Heresy always affects morality


Chesterton said that "heresy always affects morality, if it is heretical enough." And he was right. But there is a danger with that statement. The danger I think is that we will form in our minds a narrow and set idea of what that immorality will be. And, based on that assumption, we will expect those moving into heresy to be immoral only in that particular way. Otherwise what do you do when you find out that of Fautus Socinus was considered to be morally upright? You would expect the opposite wouldn't you?

But there is more to it than a simple, straightforward, moral failure.
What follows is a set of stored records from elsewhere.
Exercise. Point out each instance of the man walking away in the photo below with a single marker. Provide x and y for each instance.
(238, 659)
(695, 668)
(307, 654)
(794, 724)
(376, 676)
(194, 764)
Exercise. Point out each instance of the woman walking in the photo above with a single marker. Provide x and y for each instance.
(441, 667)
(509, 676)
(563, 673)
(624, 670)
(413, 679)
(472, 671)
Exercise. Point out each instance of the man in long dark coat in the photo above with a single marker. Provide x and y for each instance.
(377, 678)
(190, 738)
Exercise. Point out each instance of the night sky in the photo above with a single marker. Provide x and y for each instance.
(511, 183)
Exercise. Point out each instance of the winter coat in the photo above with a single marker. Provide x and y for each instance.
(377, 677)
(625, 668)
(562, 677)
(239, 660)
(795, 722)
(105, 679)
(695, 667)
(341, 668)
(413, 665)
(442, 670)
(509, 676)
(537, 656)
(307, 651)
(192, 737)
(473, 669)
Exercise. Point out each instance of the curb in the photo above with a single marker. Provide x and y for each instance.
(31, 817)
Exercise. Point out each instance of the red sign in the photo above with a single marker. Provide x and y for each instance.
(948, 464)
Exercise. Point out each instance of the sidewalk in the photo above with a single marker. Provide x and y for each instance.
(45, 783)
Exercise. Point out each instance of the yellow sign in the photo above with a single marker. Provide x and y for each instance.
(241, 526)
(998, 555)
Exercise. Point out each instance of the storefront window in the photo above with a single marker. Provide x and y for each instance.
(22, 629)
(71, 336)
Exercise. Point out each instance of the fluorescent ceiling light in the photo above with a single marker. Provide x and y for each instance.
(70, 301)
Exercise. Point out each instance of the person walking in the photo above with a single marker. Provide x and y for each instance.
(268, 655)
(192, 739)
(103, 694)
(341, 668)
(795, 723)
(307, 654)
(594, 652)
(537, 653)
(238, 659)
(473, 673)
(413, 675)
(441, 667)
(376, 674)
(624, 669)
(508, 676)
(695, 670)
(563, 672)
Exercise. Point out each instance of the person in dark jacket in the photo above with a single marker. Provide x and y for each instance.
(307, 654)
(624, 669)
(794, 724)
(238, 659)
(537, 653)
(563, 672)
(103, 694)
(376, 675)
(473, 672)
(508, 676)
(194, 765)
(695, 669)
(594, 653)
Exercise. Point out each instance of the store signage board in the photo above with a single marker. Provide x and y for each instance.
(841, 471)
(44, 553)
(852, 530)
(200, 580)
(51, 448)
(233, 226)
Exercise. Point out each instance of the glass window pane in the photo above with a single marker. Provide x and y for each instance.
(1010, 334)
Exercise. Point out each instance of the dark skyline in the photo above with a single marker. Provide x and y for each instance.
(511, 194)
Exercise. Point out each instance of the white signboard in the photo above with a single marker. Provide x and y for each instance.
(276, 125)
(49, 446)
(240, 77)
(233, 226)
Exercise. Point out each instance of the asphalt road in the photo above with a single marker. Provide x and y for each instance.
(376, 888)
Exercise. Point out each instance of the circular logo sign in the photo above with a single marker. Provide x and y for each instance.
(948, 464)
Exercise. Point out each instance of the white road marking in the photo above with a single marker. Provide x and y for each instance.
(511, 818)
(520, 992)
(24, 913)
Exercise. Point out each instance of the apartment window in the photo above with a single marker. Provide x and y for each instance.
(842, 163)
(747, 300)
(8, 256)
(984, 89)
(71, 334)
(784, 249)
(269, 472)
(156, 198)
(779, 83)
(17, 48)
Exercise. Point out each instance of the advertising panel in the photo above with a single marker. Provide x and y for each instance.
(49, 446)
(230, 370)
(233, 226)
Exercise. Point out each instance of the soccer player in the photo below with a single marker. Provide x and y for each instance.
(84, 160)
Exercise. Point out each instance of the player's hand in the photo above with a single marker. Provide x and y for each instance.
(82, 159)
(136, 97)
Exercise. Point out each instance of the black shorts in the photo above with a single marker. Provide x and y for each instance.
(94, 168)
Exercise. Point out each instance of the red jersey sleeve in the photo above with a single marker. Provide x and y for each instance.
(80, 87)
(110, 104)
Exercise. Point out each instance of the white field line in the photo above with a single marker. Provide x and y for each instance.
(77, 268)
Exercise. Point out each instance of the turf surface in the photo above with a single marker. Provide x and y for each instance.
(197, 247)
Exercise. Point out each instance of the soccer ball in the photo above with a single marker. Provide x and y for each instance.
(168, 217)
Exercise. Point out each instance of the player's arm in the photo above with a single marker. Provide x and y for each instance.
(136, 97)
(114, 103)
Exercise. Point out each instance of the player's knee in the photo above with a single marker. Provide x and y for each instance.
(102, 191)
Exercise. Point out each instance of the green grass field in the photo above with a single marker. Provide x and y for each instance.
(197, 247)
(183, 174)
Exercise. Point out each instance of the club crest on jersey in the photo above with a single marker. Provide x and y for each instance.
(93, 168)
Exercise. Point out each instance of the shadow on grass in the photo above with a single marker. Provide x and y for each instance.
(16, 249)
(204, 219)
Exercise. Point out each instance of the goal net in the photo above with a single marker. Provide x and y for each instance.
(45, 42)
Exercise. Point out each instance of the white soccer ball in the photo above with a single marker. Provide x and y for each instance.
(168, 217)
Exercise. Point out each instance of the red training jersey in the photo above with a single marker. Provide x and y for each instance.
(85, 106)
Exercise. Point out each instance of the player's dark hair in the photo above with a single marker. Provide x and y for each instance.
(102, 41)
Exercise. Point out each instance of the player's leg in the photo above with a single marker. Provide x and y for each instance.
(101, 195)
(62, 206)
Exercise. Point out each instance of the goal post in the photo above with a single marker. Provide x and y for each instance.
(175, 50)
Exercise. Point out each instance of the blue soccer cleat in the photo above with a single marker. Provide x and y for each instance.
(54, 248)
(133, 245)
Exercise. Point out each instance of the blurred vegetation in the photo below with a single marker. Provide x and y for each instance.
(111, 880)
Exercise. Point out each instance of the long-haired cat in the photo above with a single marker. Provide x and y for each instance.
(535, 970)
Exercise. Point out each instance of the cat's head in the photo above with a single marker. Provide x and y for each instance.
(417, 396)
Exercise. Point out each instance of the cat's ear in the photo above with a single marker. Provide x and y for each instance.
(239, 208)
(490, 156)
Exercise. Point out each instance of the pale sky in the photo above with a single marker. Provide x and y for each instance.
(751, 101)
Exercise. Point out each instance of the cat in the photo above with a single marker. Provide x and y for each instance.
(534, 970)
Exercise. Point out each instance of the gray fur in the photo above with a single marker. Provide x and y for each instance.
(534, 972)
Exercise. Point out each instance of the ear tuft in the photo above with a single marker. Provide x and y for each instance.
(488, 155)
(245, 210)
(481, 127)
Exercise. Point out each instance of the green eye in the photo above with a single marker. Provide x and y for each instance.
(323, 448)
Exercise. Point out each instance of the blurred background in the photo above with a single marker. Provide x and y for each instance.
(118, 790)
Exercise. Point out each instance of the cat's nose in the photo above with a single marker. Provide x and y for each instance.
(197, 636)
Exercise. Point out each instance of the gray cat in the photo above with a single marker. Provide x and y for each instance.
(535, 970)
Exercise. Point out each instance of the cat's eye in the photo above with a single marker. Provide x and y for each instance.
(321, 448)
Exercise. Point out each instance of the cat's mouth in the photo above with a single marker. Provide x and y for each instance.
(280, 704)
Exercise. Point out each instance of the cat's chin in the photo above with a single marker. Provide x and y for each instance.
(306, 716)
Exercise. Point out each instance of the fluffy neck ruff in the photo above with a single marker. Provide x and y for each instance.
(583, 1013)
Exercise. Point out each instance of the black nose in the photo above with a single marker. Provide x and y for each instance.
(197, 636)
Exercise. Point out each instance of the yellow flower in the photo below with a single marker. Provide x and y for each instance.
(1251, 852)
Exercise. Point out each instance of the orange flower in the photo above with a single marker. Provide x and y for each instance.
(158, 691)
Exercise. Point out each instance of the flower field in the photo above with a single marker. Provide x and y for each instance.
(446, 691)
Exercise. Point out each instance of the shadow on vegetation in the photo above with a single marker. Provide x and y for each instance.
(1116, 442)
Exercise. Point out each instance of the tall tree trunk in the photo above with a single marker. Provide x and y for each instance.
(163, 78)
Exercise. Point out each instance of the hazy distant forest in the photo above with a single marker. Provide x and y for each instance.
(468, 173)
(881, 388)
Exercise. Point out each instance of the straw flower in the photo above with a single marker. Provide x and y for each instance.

This is for two reasons.

1. There can be a logical connection between the particular form of error and the way that sin finds expression.

2. A refusal to be corrected, and to hold on to views that deviate from the gospel, is itself a form of immorality.

Clinging to uncorrected false ideas, in the face of refutation, and to persist in promoting them is an ominous position to be in.

'Heresy was treated by the early church as the concern not only of doctrinal theology, but also of moral theology, of canon law, and finally of civil law as well.

This was not only because of the stock accusation that false doctrine led to "all those kinds of forbidden deeds of which the Scriptures assure us that 'they who do such things shall not inherit the kingdom of God,' " but because of the claim that the invention and especially the propagation of false doctrine were due to "a vainglory that has preoccupied their mind (Irenaeus)."